To divine these whims, Ritz employees turn to the Internet, drawing up profiles of soon-to-be-arriving guests and coming up with bespoke extracurricular activities or amenities to enhance their stays. “We are Google masters,” the general manager boasts. Spotting that a retired military officer was arriving during New York’s Fleet Week, Geraghty arranged a private tour of some of the visiting vessels. A guest with an equestrian passion got an unanticipated trot with New York Police Department mounted police. The Arab sheikhs who frequent the $14,500-a-night Royal Suite on the 22nd floor find prayer rugs awaiting them, as well as room layouts that offer royal family members some privacy from their entourage of cooks, physicians and body guards. “This hotel does a great job understanding the idiosyncrasies of the Middle Eastern guest,” Taylor says.

Change comes, too, to the Ritz, albeit gently and around the edges. A formal restaurant on the Sixth Avenue side of the lobby was replaced a few years back by BLT Market, a bistro-style restaurant where chef Laurent Tourondel serves a rotating “locavore” menu based on fresh produce from New York–area markets, with dishes such as Parmesan-crusted halibut with braised leeks and polenta in a foie gras sauce. The rooms are equipped with iPod docking stations, and guests can borrow iPads from the front desk.

More substantive shifts can be seen in the hotel’s clientele. A few illnesses among the Persian Gulf elite, necessitating long New York hospital stays, helped cushion the impact of the economic downturn, Taylor says. But to offset weakness on the home front, his sales team is venturing deeper into emerging markets — notably Brazil, where a Ritz rep travels once a quarter to woo upscale travel agents.
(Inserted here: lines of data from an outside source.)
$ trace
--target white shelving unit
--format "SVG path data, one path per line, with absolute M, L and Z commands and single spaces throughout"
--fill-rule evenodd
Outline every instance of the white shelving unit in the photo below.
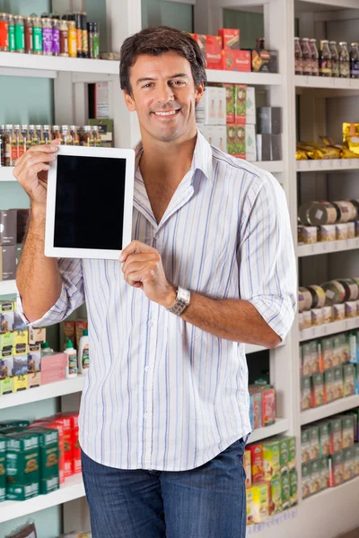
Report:
M 356 178 L 353 172 L 359 170 L 359 159 L 295 161 L 295 142 L 297 131 L 304 140 L 315 139 L 322 134 L 340 139 L 341 121 L 357 119 L 353 116 L 353 110 L 357 109 L 358 101 L 353 100 L 359 97 L 359 80 L 295 76 L 293 38 L 294 17 L 297 17 L 301 37 L 357 40 L 359 0 L 236 0 L 234 6 L 232 0 L 186 1 L 195 4 L 194 31 L 197 33 L 215 35 L 218 28 L 223 27 L 223 10 L 226 7 L 263 13 L 266 46 L 278 51 L 280 72 L 265 74 L 211 70 L 207 71 L 208 82 L 254 85 L 258 91 L 266 91 L 268 105 L 283 108 L 283 160 L 256 164 L 275 173 L 285 187 L 298 258 L 300 283 L 308 285 L 339 275 L 356 276 L 359 273 L 355 257 L 358 239 L 340 244 L 336 241 L 336 245 L 316 244 L 309 247 L 297 245 L 297 205 L 301 196 L 312 200 L 340 199 L 337 196 L 359 198 L 357 180 L 353 179 Z M 141 29 L 141 0 L 124 0 L 121 3 L 106 0 L 106 7 L 109 49 L 118 51 L 126 37 Z M 0 53 L 0 74 L 54 80 L 55 123 L 84 125 L 86 83 L 109 82 L 110 117 L 115 120 L 115 145 L 133 147 L 139 138 L 138 125 L 136 117 L 127 113 L 123 103 L 118 67 L 118 62 Z M 298 118 L 295 112 L 296 94 L 301 100 Z M 331 100 L 330 97 L 335 99 Z M 346 100 L 346 97 L 349 98 L 348 101 Z M 69 103 L 73 103 L 73 106 L 69 107 Z M 297 175 L 297 172 L 300 174 Z M 325 175 L 321 172 L 325 172 Z M 339 172 L 340 180 L 336 177 L 336 173 Z M 11 169 L 0 169 L 0 181 L 13 180 Z M 318 256 L 313 263 L 311 256 L 317 254 L 330 256 Z M 1 295 L 15 291 L 14 282 L 0 282 Z M 270 351 L 271 382 L 277 391 L 276 413 L 281 418 L 273 426 L 255 430 L 250 441 L 287 432 L 296 436 L 299 455 L 302 425 L 359 405 L 358 397 L 352 396 L 300 412 L 299 343 L 356 327 L 359 327 L 359 318 L 300 332 L 296 320 L 285 345 Z M 247 354 L 262 350 L 258 346 L 246 346 Z M 0 399 L 0 408 L 20 403 L 29 404 L 35 398 L 45 400 L 49 395 L 58 395 L 61 396 L 62 408 L 68 409 L 74 402 L 78 404 L 83 379 L 70 381 L 74 383 L 53 384 L 31 389 L 28 391 L 29 394 L 7 395 L 4 400 Z M 271 518 L 265 525 L 251 526 L 248 534 L 258 534 L 263 538 L 276 538 L 279 535 L 291 538 L 334 538 L 339 533 L 359 525 L 358 486 L 359 480 L 355 479 L 305 501 L 302 500 L 300 493 L 298 507 L 280 517 Z M 301 490 L 300 480 L 299 492 Z M 64 505 L 64 530 L 85 528 L 88 511 L 83 494 L 81 477 L 74 477 L 59 491 L 50 495 L 23 503 L 1 504 L 0 522 L 72 500 Z

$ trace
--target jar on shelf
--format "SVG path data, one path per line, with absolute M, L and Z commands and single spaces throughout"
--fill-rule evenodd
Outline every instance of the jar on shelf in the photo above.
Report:
M 302 74 L 302 52 L 299 38 L 294 38 L 294 71 L 295 74 Z
M 359 78 L 359 46 L 352 43 L 350 50 L 350 76 Z
M 346 41 L 340 41 L 339 48 L 339 76 L 340 78 L 349 78 L 350 57 Z
M 329 41 L 331 54 L 331 76 L 339 76 L 339 53 L 337 52 L 337 41 Z
M 320 76 L 331 76 L 331 53 L 328 39 L 320 40 Z
M 317 39 L 310 39 L 311 54 L 311 76 L 319 76 L 320 74 L 320 65 L 319 58 L 320 55 L 317 48 Z
M 42 20 L 40 17 L 32 18 L 32 52 L 42 55 Z
M 42 19 L 42 53 L 52 56 L 52 22 L 51 19 Z
M 7 13 L 0 13 L 0 52 L 9 50 L 9 17 Z
M 311 52 L 309 38 L 302 39 L 302 74 L 311 75 Z
M 25 52 L 24 20 L 21 15 L 15 15 L 13 21 L 15 24 L 15 51 L 23 54 Z

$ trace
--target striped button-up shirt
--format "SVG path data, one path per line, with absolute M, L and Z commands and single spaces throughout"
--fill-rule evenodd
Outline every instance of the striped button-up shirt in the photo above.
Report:
M 174 285 L 250 301 L 284 339 L 296 304 L 285 193 L 269 173 L 211 147 L 198 132 L 190 169 L 158 224 L 138 167 L 132 238 L 154 247 Z M 244 344 L 204 332 L 149 300 L 114 260 L 59 259 L 61 296 L 31 325 L 86 301 L 91 366 L 80 443 L 121 469 L 202 465 L 250 432 Z M 22 309 L 18 298 L 18 308 Z

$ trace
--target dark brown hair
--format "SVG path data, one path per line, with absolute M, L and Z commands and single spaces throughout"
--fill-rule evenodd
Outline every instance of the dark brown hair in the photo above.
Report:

Yet newcomers stay at the Ritz to be part of the tradition, not to change it. At least that is Geraghty’s doctrine. Revenue per room in U.S. luxury hotels crashed by 24 percent in 2009, according to Hendersonville, Tennessee–based Smith Travel Research, and the Ritz-Carlton has had to make some layoffs; but three immaculately groomed concierges still stand on duty at the front desk, ready to cater to guests’ every need. A bluff-looking knot of businessmen hashes out a new contract amid the plush upholstery of the Club Lounge, a second-floor hideaway available to guests for a mere $250. A lady with a French accent weighs the relative merits of a caviar or cucumber facial scrub at the spa, the only one in New York operated by Switzerland’s ultraposh La Prairie. All seems right in the world for those who can still afford it. Stability sells in these turbulent times.